The intense, complex, and fully remarkable Showtime film follows Welch’s struggle to balance his two worlds. Daughter Jennea Welch bounced between households as her rockstar father traveled the globe and produced groundbreaking music, all while quietly battling addiction. Dark times spanned from Jennea’s childhood and through to adolescence as she and her father grappled with largely parallel issues: the music industry, an absent mother, and everything in between.

“I cared about love, and just being happy. I lost both of those things going through the music industry,” Welch reflects after proudly explaining his parents have been married for over 50 years. “It’s almost impossible to keep a marriage together while you’re touring, especially with substance abuse mixed into it. That’s all I wanted, and I lost the experience of love and happiness.”  
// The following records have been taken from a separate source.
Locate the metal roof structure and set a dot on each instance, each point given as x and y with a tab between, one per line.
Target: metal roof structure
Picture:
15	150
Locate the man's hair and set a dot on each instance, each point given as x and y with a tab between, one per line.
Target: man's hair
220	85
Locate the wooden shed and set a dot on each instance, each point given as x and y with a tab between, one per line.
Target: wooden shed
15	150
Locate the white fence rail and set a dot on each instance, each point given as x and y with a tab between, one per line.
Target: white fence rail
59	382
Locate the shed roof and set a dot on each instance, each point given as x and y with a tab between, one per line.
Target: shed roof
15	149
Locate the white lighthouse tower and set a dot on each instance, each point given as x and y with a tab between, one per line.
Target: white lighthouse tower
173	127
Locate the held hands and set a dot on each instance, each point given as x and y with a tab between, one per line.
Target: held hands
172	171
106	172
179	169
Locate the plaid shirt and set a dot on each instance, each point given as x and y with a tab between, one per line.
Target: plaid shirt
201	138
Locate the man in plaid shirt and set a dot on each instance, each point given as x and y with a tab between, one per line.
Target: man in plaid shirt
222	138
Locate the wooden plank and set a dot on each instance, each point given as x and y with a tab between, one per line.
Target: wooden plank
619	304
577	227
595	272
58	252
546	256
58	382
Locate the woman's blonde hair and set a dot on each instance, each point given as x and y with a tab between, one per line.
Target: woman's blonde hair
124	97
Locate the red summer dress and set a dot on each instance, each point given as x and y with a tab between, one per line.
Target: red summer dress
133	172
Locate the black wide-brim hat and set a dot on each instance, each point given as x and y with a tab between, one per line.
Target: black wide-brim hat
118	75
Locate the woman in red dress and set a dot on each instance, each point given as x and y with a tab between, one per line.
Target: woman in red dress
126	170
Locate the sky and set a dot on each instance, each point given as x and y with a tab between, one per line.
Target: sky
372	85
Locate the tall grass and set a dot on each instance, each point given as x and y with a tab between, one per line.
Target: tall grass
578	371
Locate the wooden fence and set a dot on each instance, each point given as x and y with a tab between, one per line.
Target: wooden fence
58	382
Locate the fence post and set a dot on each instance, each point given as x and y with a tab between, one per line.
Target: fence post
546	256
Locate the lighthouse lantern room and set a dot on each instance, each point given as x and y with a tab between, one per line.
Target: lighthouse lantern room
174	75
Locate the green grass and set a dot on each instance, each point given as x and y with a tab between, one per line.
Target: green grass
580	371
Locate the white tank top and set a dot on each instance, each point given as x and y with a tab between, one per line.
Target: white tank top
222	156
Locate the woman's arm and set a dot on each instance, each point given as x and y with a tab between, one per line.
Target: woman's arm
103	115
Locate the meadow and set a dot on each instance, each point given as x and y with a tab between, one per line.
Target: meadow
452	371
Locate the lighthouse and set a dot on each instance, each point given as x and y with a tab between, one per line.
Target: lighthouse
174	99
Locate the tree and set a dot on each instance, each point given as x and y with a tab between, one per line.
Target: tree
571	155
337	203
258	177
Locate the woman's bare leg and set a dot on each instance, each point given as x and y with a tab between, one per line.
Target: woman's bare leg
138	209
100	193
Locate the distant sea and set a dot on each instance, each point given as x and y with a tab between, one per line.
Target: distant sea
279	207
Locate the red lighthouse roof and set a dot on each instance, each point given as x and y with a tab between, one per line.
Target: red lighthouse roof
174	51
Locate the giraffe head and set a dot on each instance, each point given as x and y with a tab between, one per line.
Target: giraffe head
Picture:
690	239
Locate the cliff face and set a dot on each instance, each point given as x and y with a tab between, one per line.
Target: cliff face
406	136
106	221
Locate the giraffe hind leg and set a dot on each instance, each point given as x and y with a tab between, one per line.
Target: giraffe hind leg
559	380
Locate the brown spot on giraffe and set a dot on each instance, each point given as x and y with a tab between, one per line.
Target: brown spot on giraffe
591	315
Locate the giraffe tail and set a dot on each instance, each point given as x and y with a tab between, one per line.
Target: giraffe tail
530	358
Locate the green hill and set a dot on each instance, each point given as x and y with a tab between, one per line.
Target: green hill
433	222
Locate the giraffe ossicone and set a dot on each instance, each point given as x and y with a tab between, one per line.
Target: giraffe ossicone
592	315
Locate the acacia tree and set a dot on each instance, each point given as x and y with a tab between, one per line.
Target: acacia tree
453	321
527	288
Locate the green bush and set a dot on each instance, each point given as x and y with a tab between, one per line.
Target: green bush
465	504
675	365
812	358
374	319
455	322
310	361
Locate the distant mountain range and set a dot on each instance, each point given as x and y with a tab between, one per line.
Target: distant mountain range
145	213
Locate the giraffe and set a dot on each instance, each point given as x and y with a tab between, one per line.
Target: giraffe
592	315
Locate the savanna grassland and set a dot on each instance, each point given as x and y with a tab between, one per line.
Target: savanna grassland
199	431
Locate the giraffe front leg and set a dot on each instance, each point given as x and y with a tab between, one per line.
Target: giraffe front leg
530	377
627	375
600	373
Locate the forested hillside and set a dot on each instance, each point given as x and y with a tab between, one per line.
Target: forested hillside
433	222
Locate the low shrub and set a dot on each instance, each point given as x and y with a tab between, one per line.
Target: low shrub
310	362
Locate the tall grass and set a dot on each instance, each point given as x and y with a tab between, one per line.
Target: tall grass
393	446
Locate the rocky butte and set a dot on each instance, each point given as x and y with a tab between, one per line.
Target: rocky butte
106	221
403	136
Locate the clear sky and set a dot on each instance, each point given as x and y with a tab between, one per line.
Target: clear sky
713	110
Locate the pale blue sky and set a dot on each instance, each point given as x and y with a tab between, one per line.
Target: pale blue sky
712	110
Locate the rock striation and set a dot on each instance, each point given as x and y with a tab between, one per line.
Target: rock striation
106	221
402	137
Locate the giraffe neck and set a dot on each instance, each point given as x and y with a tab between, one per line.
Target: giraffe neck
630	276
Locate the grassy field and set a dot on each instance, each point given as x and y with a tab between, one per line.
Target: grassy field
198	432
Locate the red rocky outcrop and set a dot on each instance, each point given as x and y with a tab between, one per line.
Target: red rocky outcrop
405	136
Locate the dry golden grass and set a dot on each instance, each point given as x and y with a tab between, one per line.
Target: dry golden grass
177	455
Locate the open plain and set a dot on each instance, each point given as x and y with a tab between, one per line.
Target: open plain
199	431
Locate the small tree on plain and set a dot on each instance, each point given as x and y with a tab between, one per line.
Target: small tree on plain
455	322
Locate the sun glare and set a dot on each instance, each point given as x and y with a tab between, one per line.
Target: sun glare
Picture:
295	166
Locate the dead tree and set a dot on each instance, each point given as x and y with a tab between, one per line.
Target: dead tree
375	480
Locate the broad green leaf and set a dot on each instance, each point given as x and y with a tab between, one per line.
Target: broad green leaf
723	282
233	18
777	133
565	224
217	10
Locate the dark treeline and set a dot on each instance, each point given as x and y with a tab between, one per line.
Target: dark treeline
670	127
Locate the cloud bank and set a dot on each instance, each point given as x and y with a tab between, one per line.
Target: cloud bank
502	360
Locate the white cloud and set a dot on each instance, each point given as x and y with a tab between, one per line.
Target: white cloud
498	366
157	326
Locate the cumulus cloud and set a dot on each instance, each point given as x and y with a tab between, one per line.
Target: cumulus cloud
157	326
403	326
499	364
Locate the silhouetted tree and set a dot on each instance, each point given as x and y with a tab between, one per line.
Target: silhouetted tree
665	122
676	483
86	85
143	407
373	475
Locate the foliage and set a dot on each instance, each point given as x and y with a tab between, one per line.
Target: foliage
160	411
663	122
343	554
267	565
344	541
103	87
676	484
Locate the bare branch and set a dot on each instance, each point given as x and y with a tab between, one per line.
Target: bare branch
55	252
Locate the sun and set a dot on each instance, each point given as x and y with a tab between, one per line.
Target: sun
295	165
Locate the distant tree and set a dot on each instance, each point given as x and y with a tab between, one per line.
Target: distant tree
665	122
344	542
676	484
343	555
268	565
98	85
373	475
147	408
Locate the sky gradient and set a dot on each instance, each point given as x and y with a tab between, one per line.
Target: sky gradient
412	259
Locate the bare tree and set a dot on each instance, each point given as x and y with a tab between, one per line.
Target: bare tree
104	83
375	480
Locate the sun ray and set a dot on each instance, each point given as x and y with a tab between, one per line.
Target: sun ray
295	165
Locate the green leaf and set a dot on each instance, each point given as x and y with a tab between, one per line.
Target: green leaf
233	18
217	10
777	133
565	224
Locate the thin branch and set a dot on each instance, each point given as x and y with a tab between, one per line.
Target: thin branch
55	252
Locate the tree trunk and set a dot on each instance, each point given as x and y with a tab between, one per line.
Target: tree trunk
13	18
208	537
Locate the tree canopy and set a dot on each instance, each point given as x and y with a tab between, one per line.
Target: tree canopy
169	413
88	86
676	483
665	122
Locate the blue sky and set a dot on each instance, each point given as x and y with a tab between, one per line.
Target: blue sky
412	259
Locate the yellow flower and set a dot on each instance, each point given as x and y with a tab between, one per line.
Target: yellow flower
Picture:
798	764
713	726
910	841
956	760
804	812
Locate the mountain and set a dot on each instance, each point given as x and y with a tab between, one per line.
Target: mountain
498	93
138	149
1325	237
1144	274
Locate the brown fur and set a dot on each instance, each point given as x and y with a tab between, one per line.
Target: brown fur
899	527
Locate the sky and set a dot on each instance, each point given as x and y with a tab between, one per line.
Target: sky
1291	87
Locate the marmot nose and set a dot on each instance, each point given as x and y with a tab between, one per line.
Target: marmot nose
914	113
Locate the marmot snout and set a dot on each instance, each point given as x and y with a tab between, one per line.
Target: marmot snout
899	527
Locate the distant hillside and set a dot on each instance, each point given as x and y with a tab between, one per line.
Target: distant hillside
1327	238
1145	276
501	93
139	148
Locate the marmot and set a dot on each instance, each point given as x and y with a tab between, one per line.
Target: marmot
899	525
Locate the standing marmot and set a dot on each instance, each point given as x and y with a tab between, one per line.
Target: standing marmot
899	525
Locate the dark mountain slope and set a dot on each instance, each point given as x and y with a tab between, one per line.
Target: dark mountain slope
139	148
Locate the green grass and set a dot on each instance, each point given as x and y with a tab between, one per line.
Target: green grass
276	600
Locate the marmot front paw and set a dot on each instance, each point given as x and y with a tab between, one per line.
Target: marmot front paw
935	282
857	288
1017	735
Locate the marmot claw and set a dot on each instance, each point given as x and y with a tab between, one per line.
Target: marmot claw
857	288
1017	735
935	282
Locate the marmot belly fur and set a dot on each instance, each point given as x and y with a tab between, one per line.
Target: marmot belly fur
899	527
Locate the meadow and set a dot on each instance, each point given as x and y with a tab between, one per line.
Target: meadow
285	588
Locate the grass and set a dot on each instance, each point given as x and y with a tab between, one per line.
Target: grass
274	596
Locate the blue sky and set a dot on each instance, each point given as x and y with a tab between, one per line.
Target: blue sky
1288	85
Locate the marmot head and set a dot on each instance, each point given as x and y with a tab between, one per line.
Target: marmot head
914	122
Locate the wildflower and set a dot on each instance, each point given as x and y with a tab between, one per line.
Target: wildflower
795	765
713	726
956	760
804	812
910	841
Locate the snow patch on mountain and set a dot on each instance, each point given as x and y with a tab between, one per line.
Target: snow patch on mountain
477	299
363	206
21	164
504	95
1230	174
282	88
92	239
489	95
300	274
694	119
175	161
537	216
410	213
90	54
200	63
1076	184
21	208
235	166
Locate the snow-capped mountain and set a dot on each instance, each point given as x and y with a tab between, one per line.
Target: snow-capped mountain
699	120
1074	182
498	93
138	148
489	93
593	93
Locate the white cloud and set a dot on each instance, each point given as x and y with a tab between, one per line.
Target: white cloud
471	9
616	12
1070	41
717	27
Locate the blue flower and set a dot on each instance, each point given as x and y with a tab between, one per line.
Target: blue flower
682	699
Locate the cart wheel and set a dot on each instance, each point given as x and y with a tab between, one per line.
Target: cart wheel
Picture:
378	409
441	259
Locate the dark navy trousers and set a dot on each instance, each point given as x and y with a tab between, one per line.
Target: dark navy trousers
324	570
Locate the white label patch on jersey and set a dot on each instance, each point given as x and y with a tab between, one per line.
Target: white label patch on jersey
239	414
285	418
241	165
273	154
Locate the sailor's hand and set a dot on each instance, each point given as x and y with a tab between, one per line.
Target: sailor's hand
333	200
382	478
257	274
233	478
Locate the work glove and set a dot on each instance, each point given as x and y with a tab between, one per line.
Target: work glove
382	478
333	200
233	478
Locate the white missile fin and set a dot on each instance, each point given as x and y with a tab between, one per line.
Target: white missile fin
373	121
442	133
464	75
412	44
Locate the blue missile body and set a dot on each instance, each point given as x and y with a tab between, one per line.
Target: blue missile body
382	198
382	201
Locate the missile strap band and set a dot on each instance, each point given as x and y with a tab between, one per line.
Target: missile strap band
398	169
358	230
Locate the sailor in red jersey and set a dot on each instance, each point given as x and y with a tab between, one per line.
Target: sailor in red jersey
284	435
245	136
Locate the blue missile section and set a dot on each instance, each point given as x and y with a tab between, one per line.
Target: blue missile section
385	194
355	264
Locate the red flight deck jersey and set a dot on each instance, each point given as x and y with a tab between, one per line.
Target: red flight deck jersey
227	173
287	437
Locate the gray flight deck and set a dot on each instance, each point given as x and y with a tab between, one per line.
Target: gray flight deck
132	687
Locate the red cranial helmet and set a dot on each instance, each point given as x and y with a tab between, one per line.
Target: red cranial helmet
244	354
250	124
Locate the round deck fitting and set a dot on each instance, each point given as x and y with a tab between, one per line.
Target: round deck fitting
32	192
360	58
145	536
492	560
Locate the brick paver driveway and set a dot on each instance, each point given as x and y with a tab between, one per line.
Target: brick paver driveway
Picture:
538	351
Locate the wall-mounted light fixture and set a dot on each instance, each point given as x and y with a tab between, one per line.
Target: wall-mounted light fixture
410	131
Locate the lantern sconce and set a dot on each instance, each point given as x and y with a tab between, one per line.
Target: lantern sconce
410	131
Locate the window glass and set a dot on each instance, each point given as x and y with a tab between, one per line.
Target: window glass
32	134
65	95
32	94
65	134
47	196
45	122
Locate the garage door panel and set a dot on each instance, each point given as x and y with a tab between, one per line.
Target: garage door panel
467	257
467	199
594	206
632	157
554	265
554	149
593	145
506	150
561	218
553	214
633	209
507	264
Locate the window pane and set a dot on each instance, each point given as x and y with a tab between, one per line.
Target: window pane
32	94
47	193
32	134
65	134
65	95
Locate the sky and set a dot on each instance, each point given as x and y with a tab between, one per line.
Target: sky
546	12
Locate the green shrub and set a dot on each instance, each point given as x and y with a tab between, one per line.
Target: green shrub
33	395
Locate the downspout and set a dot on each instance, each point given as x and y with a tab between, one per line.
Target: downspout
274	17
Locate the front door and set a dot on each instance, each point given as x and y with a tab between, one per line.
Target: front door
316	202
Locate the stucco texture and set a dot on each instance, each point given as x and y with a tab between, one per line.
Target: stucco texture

Welch eventually left Korn to deal with his addiction without the added weight of the music industry. In a moment of what the film portrays as clarity driven by his newfound faith, Welch emailed the band the news before promptly giving a press conference. A full seven years passed before Welch felt both he and the band had grown enough to attempt a reunion.

“There was no hard drugs going around. No raging alcoholics, no cocaine, none of that was backstage. But, on top of that, the egos were gone,” Welch stresses of the changes that encouraged his return to Korn.  

“The singer breaks down and cries, I just saw a humility that I haven’t seen in years,” he recalls of Jonathan Davis' reaction to their legendary Carolina Rebellion reunion performance. “He just hugged me and he said, ‘If that’s the last memory I have with you in the band, then it’s cool. Thank you for giving me that memory.’”

“He lost who he was big time, and so I saw that guy again,” Welch explains of Munky’s recovery from a place so low he recalls him as a previous “raging alcoholic.”

Korn is back and as tight as ever before. THE NOTHING is due September 13- a Friday the 13th release that’s incredibly fitting for their 13th album.

Jennea, now just around the corner from her 21st birthday, is using her experiences as fuel for an incredible cause. “I’m just watching my daughter thrive and share her story. She just wants to help these kids through their hard issues, through their self-hate and self-harm,” Welch praises.